Mantikei dan Sang Panglima Rangkong Gading

Foggy F F
Chapter #31

Bethari dan Kegelapan Jiwa

Ruangan berwarna merah muda itu pernah menjadi ruangan terbaik di masa hidupnya. Amanda putrinya biasa tidur di sana, dalam kelambu warna senada. Bahkan hingga ia tumbuh besar pun, kelambu bayi itu masih digunakannya sebagai penyekat ruangan. Amanda nyaman dengan kain lembut berwarna pudar, oleh karenanya Bethari tak pernah melepaskannya. 

“Silahkan duduk.” Ia menarik kursi dari meja belajar Amanda. “Rumah kami kecil, pasti sama sekali tidak seperti dalam bayanganmu,” ucap Bethari.
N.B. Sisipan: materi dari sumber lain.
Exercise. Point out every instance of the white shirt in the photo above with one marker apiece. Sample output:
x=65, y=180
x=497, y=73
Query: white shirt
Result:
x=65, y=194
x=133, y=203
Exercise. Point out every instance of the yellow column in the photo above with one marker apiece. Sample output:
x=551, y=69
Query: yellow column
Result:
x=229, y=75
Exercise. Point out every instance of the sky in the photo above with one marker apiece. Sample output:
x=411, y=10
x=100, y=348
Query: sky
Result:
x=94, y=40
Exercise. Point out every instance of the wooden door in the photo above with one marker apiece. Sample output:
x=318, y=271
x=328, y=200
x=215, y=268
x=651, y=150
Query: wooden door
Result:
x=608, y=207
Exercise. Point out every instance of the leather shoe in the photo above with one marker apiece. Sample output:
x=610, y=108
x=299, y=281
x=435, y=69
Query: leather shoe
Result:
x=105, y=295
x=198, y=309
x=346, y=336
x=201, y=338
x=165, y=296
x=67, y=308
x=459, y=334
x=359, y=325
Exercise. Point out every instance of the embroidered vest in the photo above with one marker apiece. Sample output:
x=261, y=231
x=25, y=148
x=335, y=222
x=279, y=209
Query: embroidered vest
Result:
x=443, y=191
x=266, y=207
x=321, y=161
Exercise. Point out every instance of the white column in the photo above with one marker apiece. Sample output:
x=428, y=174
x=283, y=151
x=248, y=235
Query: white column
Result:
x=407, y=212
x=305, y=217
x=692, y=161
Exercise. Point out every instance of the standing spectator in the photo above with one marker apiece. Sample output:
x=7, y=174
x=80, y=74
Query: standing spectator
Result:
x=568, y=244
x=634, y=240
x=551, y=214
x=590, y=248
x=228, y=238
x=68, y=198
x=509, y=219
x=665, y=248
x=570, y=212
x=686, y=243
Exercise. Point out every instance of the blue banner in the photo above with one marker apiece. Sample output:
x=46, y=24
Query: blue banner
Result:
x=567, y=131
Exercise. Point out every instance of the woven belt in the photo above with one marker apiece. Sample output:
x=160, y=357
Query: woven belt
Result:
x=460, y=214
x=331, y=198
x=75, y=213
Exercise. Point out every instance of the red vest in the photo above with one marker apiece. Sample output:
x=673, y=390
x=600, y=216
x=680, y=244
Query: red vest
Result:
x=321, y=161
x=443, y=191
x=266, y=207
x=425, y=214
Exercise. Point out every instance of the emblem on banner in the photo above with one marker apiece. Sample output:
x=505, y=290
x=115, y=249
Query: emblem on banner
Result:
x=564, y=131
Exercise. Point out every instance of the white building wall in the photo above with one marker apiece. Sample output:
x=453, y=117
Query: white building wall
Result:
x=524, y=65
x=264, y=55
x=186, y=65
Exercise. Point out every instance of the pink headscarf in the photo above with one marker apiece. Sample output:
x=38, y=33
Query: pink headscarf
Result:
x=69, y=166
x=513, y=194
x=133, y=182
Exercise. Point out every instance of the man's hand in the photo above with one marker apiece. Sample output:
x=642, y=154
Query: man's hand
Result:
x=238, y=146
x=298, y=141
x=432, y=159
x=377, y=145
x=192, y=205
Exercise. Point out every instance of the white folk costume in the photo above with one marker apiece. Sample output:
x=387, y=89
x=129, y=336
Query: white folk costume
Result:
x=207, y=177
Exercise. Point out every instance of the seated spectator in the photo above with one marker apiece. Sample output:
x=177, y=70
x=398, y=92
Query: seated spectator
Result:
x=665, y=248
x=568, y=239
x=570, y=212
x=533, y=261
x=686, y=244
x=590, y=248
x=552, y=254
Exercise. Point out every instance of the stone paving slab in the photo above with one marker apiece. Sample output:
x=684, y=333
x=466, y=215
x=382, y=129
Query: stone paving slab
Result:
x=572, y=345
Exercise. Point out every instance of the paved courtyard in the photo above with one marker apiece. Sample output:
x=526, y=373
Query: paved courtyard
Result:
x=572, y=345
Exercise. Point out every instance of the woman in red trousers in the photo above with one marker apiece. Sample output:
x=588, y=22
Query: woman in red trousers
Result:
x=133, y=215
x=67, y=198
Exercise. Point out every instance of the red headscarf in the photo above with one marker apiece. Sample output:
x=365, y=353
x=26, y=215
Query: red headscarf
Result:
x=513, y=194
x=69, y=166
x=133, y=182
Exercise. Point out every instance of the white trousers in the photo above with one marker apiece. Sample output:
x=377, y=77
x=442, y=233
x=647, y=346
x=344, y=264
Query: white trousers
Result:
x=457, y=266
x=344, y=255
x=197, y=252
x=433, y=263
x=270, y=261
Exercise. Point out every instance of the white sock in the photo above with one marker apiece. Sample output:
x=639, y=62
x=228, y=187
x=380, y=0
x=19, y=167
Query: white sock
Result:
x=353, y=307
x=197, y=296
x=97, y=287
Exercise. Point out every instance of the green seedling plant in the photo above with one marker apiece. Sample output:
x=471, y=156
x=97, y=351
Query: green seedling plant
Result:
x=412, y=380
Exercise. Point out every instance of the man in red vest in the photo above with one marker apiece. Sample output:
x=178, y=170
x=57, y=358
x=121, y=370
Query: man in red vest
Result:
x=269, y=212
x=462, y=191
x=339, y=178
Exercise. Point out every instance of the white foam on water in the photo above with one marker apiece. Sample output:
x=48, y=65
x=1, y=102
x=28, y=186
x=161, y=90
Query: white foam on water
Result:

Satomi duduk sambil memeluk lengan, berkali-kali ia membetulkan baju hangatnya, tatapannya berkeliling mengitari ruangan. Ia sama sekali tak ragu ketika Bethari membawanya pergi, ada hal penting yang membutuhkan pertolongannya. Satomi yakin akan keputusannya meninggalkan bangsal isolasi itu. Jika pengalaman traumatis di Tolikara harus terulang lagi, Satomi bahkan rela mengalaminya kembali… demi menyelamatkan Sachita.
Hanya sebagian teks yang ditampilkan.